Blue Nile’s profit not as shiny as analysts expected
The Seattle Internet jeweler said its fourth-quarter profit rose 17 percent, but Wall Street expected an even bigger jump, and shares dropped in after-hours trading.
Seattle Times business reporter
Seattle-based Internet jeweler Blue Nile posted a 17 percent increase in its fourth-quarter profit Tuesday, citing “exceptional strength” in engagement-ring sales.
But Wall Street expected a bigger profit jump, and the company’s stock dropped 3 percent in after-hours trading.
Blue Nile reported a quarterly profit of $4.9 million, or 39 cents a share, well below analysts’ prediction of 47 cents. Sales rose 21 percent from a year ago to $136.1 million, also a disappointment. Analysts expected sales of more than $145 million.

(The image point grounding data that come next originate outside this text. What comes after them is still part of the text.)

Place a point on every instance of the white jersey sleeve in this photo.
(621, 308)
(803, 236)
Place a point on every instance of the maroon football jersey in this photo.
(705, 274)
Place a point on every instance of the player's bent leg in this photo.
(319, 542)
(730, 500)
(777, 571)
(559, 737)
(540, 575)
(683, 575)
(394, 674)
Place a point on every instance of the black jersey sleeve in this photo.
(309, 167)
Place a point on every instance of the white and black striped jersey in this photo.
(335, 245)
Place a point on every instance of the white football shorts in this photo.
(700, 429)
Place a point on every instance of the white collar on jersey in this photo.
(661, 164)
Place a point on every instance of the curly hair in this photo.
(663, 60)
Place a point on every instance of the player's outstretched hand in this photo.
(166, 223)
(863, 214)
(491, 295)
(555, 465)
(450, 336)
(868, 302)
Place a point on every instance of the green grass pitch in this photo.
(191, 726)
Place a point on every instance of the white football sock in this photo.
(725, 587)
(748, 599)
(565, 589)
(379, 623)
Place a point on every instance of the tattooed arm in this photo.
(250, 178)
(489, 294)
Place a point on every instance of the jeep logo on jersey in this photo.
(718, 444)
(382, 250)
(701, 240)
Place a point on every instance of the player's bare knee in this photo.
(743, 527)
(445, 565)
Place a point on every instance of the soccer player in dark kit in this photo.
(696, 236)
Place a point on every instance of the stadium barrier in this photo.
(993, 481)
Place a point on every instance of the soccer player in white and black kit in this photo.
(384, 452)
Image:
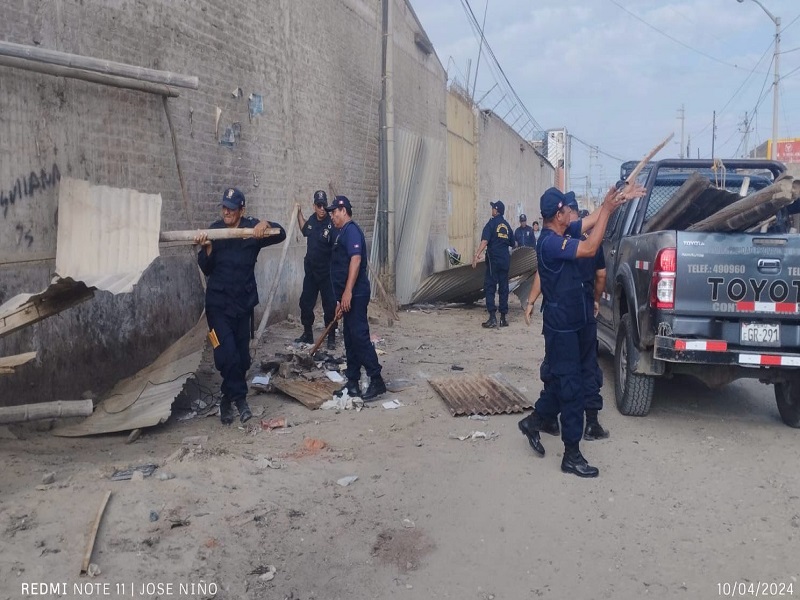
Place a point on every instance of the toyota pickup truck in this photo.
(717, 305)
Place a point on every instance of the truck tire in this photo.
(633, 392)
(787, 395)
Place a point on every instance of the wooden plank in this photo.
(87, 555)
(750, 210)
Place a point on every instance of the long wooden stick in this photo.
(276, 282)
(87, 556)
(45, 410)
(642, 163)
(213, 234)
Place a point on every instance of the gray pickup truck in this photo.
(719, 302)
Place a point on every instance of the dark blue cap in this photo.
(233, 199)
(572, 202)
(340, 202)
(551, 202)
(320, 197)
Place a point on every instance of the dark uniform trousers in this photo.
(358, 347)
(316, 281)
(496, 277)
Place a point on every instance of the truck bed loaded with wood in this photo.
(704, 279)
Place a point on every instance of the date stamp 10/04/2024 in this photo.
(755, 589)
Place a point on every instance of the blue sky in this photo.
(616, 72)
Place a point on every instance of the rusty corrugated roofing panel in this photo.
(465, 284)
(480, 395)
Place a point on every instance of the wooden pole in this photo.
(228, 233)
(72, 73)
(87, 556)
(45, 410)
(276, 282)
(97, 65)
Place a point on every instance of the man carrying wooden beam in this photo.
(231, 295)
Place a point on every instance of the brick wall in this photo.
(317, 67)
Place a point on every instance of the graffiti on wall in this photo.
(26, 186)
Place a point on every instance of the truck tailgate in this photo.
(749, 282)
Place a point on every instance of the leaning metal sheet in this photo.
(480, 395)
(145, 399)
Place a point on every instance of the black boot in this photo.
(573, 462)
(353, 390)
(593, 431)
(245, 414)
(532, 435)
(225, 411)
(375, 388)
(306, 338)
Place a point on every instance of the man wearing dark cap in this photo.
(231, 296)
(569, 339)
(318, 231)
(496, 239)
(524, 235)
(351, 288)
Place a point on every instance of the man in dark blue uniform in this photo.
(569, 339)
(351, 288)
(496, 239)
(231, 296)
(319, 234)
(524, 234)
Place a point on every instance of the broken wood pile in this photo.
(700, 206)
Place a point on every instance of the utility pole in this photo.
(713, 133)
(745, 135)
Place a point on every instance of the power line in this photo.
(676, 40)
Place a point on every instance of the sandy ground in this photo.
(702, 493)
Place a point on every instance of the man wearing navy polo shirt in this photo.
(351, 288)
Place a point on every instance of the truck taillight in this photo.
(662, 285)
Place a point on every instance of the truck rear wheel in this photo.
(633, 392)
(787, 395)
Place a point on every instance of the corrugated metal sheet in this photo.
(417, 162)
(462, 174)
(465, 284)
(480, 395)
(145, 399)
(106, 236)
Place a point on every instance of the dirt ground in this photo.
(702, 493)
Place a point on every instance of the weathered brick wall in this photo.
(317, 67)
(509, 170)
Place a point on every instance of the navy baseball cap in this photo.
(499, 206)
(233, 199)
(551, 202)
(572, 202)
(340, 202)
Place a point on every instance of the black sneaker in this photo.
(352, 387)
(573, 462)
(306, 338)
(225, 412)
(490, 323)
(245, 414)
(375, 388)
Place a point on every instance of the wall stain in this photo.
(28, 185)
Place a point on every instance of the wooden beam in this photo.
(73, 73)
(107, 67)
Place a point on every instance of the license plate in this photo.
(761, 334)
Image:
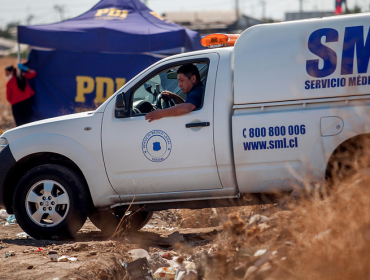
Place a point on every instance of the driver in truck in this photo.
(189, 82)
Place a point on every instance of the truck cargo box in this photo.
(298, 60)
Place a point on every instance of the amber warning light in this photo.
(219, 40)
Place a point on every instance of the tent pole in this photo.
(19, 53)
(150, 55)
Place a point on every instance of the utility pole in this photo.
(237, 12)
(263, 4)
(60, 10)
(300, 9)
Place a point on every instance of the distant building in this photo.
(208, 22)
(307, 15)
(8, 47)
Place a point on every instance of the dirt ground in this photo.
(98, 257)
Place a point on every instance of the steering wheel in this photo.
(164, 102)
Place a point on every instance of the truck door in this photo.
(165, 157)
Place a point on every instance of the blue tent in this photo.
(82, 61)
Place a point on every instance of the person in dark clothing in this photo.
(188, 78)
(19, 92)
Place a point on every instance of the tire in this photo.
(50, 202)
(107, 221)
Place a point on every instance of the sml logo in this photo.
(111, 13)
(354, 45)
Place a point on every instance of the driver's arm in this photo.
(178, 110)
(174, 96)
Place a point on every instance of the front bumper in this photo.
(6, 162)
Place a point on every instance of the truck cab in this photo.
(277, 108)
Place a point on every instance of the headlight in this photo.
(3, 143)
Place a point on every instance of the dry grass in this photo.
(318, 236)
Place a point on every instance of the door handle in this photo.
(200, 124)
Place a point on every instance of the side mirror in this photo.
(120, 101)
(120, 111)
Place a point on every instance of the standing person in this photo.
(19, 92)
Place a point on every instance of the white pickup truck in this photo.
(283, 101)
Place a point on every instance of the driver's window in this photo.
(146, 97)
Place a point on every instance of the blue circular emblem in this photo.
(156, 146)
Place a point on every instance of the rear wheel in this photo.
(107, 221)
(50, 202)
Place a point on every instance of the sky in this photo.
(43, 10)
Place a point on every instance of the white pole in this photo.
(19, 53)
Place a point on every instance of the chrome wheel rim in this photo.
(47, 203)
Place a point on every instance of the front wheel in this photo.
(50, 202)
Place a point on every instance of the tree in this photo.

Blue Nile said that while demand for engagement rings strengthened during the holiday sales season, growth of its non-wedding-related business fell short of its own expectations. The company said a weaker environment for discretionary spending was partly to blame.
Blue Nile, the world’s largest online seller of diamond engagement rings, has made expanding its product assortment a top priority over the past year to attract a larger customer base and boost profits.

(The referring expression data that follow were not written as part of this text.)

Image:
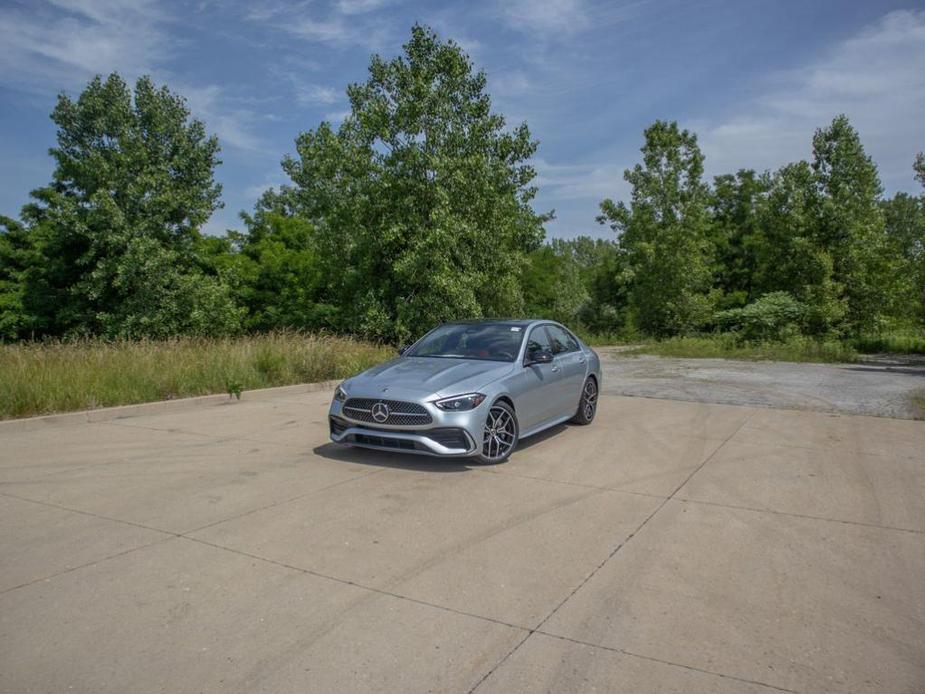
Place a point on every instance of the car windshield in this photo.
(490, 342)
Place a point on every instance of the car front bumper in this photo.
(450, 434)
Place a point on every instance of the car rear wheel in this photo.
(499, 438)
(587, 405)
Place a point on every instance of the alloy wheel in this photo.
(589, 399)
(500, 433)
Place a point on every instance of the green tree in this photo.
(277, 270)
(789, 256)
(735, 207)
(905, 226)
(420, 200)
(110, 244)
(664, 233)
(852, 226)
(553, 284)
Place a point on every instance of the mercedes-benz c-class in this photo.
(472, 388)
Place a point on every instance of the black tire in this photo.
(587, 403)
(500, 436)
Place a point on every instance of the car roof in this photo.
(520, 322)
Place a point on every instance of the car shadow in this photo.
(369, 456)
(426, 463)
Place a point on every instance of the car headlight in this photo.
(460, 403)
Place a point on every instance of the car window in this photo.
(489, 341)
(561, 341)
(538, 341)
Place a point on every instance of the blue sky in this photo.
(753, 79)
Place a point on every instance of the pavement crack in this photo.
(354, 584)
(85, 565)
(632, 654)
(791, 514)
(610, 556)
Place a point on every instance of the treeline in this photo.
(418, 209)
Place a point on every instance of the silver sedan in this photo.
(471, 388)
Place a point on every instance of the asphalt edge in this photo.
(105, 414)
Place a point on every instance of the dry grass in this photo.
(45, 377)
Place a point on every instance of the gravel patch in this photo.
(883, 386)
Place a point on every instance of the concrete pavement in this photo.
(671, 547)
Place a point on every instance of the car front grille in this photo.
(450, 438)
(385, 442)
(400, 413)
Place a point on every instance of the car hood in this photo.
(424, 376)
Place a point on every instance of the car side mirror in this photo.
(540, 357)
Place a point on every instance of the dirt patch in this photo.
(883, 386)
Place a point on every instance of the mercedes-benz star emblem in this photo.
(380, 412)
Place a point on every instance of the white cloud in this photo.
(581, 181)
(60, 45)
(336, 117)
(340, 28)
(549, 17)
(274, 179)
(360, 6)
(230, 123)
(316, 94)
(876, 77)
(511, 83)
(52, 45)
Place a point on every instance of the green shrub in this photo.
(774, 317)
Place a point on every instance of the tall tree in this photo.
(852, 225)
(905, 226)
(664, 233)
(789, 255)
(420, 200)
(112, 238)
(735, 206)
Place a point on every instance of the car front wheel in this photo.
(499, 438)
(587, 405)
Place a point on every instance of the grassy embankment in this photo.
(45, 377)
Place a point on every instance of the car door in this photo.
(538, 383)
(572, 365)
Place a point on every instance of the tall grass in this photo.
(892, 343)
(45, 377)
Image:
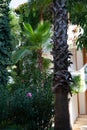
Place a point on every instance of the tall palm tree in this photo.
(5, 41)
(38, 39)
(61, 55)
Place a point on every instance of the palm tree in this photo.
(61, 55)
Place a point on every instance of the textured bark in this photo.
(61, 56)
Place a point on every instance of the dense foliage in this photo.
(78, 15)
(5, 42)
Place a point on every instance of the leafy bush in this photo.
(30, 105)
(76, 84)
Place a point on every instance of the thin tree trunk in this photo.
(62, 121)
(61, 56)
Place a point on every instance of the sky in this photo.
(16, 3)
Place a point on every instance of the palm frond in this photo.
(20, 54)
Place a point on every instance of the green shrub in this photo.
(34, 111)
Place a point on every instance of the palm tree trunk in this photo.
(61, 56)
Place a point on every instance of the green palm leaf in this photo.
(20, 54)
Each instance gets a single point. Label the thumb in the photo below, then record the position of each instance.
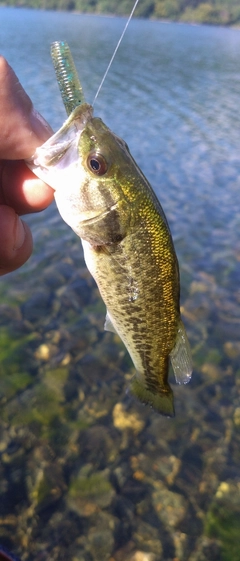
(15, 240)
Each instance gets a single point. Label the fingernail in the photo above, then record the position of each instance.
(19, 234)
(40, 127)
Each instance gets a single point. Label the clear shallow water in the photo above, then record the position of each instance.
(69, 459)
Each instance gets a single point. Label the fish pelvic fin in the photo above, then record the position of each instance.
(161, 401)
(181, 358)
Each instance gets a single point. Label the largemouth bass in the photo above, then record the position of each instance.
(105, 198)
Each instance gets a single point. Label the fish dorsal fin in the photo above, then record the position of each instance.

During a conference call with analysts Tuesday, Chief Executive Harvey Kanter said Blue Nile over-invested in fashion-forward, or trendy, jewelry while under-investing in what he called updated classics.

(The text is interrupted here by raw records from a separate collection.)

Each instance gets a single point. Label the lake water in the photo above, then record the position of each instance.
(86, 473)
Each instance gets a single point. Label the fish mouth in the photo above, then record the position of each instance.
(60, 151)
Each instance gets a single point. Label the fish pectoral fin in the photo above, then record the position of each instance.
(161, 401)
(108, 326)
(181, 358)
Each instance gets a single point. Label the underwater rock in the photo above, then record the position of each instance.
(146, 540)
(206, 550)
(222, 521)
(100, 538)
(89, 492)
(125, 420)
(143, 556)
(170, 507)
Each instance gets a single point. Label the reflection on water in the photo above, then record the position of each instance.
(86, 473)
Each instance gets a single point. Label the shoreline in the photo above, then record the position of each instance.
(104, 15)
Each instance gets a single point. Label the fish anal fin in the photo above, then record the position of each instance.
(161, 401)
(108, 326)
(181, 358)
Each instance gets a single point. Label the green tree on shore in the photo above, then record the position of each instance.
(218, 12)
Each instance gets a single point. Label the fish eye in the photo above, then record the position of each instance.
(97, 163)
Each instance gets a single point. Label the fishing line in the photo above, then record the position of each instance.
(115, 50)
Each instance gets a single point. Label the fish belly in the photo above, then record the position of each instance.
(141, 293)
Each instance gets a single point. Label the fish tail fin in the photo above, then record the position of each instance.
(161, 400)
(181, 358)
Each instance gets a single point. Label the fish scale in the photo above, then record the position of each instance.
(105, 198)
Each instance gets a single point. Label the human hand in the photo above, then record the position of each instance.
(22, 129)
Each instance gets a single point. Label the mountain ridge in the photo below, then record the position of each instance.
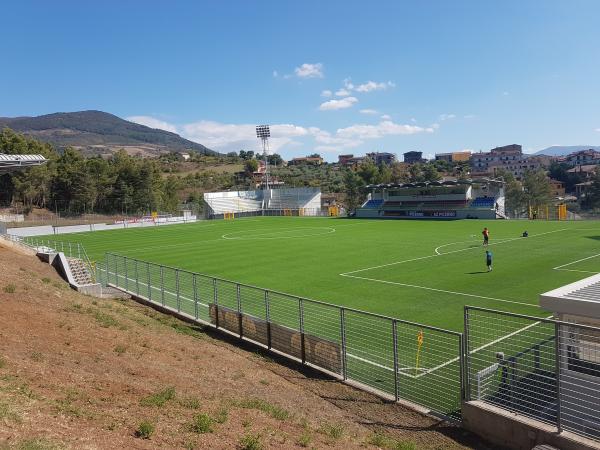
(98, 132)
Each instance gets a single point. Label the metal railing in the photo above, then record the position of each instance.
(397, 358)
(545, 369)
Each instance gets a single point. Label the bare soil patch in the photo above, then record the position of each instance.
(78, 372)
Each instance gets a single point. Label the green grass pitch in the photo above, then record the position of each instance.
(422, 271)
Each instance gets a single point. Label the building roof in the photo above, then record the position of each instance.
(583, 168)
(581, 298)
(435, 183)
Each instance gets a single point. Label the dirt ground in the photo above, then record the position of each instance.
(79, 372)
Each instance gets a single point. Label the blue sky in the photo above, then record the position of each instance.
(330, 76)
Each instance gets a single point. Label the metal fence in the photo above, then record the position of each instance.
(544, 369)
(396, 358)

“In 2013, we will focus our energies on more understandable fashion trends across a broad array of price points,” he said.
For all of 2012, Blue Nile reported a per-share profit of 63 cents, down from 77 cents in 2011, even as total sales rose 15 percent to $400 million.
Looking ahead, the company projects first-quarter sales between $94 million and $100 million, and a per-share profit of 5 to 8 cents.
Blue Nile’s stock closed Tuesday down 16 cents at $30.97. Shares dropped an additional 91 cents after-hours to $30.06 after the earnings report.